Systemic sclerosis (scleroderma) is a connective tissue disease caused by autoimmune dysfunction, characterized by excessive collagen deposition leading to fibrosis of the skin and internal organs, accompanied by microvascular lesions and immune abnormalities. The pathological process includes microvascular injury, fibroblast activation, and immune-mediated tissue remodeling, resulting in progressive organ function loss. Diagnosis requires a combination of clinical and auxiliary examinations.

Consequences of Delayed Diagnosis and Treatment:

If systemic sclerosis is not recognized and treated early, microvascular lesions will worsen, and fibrosis will continue to progress. This increases the risk of severe complications such as interstitial lung disease, pulmonary hypertension, and renal crisis.

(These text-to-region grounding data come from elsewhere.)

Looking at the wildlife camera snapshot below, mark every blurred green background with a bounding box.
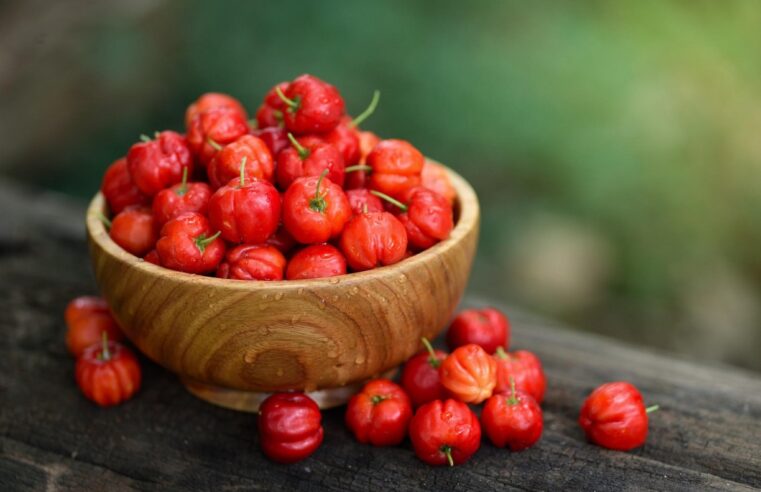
[2,0,760,370]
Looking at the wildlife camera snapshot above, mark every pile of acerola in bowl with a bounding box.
[64,299,658,466]
[100,74,457,279]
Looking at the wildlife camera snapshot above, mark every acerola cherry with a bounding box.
[401,338,449,407]
[345,189,384,216]
[579,381,658,451]
[338,212,408,271]
[421,160,456,206]
[493,348,546,404]
[152,167,212,226]
[207,134,275,189]
[64,296,123,358]
[482,378,543,451]
[276,133,345,190]
[207,162,281,244]
[258,392,324,464]
[409,399,481,467]
[367,139,424,200]
[187,106,249,166]
[265,226,297,255]
[439,343,497,404]
[185,92,247,129]
[345,379,413,447]
[216,244,286,281]
[126,131,193,196]
[372,186,453,251]
[108,206,157,257]
[345,131,381,190]
[75,332,141,407]
[101,157,149,214]
[156,212,225,274]
[276,74,345,134]
[255,81,289,128]
[252,126,290,156]
[447,307,510,354]
[286,244,347,280]
[282,171,351,244]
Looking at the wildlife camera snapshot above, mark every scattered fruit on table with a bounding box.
[446,307,510,354]
[493,347,546,404]
[345,379,413,447]
[482,378,543,451]
[400,338,449,408]
[409,399,481,466]
[579,381,658,451]
[439,343,497,404]
[64,296,124,357]
[258,392,324,464]
[75,332,141,407]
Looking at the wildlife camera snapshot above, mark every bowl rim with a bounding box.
[87,158,479,290]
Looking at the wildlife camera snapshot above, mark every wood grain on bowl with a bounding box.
[86,160,479,410]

Long-term cumulative damage may lead to respiratory failure, heart failure, and renal insufficiency, which can be disabling or even life-threatening. Therefore, early diagnosis and intervention are crucial for prognosis.

Diagnostic Basis:

1. Clinical manifestations and history

Symptoms such as Raynaud’s phenomenon, onset of skin sclerosis, digestive system symptoms, or respiratory disorders provide preliminary diagnostic clues and serve as the entry point for screening.

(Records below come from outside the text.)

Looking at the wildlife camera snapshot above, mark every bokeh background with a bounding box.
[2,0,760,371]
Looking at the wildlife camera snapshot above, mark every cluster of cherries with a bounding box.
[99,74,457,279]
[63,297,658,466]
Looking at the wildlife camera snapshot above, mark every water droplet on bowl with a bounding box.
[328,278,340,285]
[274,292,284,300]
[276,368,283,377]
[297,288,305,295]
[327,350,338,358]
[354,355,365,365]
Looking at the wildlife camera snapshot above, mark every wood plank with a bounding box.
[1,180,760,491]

2. Physical examination and skin assessment

Assessment of skin thickness, fingertip ulcers, changes in skin elasticity, and joint involvement helps determine disease course and activity.

3. Antibody testing

Antinuclear antibodies (ANA), anti-Scl-70 (topoisomerase I), and anti-RNA polymerase III are highly valuable for diagnosis and phenotype prediction.

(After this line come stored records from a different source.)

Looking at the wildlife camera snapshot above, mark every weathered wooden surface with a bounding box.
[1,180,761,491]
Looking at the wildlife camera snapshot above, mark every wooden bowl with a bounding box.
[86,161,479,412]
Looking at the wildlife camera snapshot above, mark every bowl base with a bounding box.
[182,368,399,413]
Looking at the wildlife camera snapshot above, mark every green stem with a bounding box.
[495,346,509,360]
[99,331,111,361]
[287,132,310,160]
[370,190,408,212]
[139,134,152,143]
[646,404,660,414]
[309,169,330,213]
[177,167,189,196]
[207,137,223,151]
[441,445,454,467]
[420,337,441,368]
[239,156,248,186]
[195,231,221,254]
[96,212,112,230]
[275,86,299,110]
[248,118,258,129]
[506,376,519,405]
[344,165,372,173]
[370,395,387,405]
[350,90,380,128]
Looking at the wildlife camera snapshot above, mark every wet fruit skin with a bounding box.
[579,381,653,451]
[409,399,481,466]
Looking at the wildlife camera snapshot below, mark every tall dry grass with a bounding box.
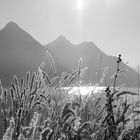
[0,54,140,140]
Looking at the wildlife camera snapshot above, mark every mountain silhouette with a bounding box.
[46,35,138,87]
[0,22,68,87]
[0,22,138,87]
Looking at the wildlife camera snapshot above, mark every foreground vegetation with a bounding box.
[0,55,140,140]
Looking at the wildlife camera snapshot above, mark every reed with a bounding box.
[0,55,140,140]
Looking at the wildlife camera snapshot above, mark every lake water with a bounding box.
[62,86,106,95]
[62,86,140,100]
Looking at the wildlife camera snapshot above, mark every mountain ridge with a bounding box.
[0,21,138,87]
[46,35,138,87]
[0,22,69,87]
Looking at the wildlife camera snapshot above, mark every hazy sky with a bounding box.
[0,0,140,67]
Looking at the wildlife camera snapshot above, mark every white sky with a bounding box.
[0,0,140,67]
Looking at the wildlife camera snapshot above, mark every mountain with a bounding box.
[46,35,138,87]
[0,22,68,87]
[0,22,138,87]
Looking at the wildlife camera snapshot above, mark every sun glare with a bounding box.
[77,0,84,13]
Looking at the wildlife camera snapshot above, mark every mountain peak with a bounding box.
[4,21,19,30]
[54,35,73,46]
[57,35,66,40]
[56,35,69,42]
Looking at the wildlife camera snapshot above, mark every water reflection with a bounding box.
[63,86,106,95]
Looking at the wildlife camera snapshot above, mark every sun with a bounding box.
[77,0,84,13]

4. Microvascular and skin pathology examination

Capillaroscopy can detect abnormal capillary morphology, while skin biopsy can assess the degree of fibrosis and exclude other lesions.

5. Imaging and functional tests

High-resolution CT can identify interstitial lung disease, esophageal manometry can evaluate swallowing disorders, and echocardiography can screen for pulmonary hypertension and cardiac involvement.

6. Multidisciplinary comprehensive evaluation

Collaboration among rheumatology, respiratory, cardiology, nephrology, and gastroenterology departments is recommended to regularly evaluate disease progression and formulate treatment plans.

7. Serum and inflammatory markers

Erythrocyte sedimentation rate (ESR), C-reactive protein (CRP), and immune-related cytokines help assess disease activity and monitor treatment response.

8. Pulmonary function tests and six-minute walk test

These assess respiratory function prognosis and pulmonary hypertension risk, serving as important tools for long-term follow-up.

9. Complication screening and risk stratification

Timely screening for high-risk complications such as pulmonary hypertension, renal crisis, and infection allows early intervention and optimized treatment.

Conclusion:

Systemic sclerosis is a multi-organ, rapidly progressive autoimmune fibrotic disease. Without timely diagnosis and intervention, it can lead to irreversible organ damage and significantly increased mortality risk. Experts at United Life International Medical Center emphasize strengthening primary care recognition and multidisciplinary collaboration, enhancing early diagnostic capabilities, and using diagnostic tools for comprehensive disease evaluation to optimize treatment strategies, improve prognosis, and enhance quality of life.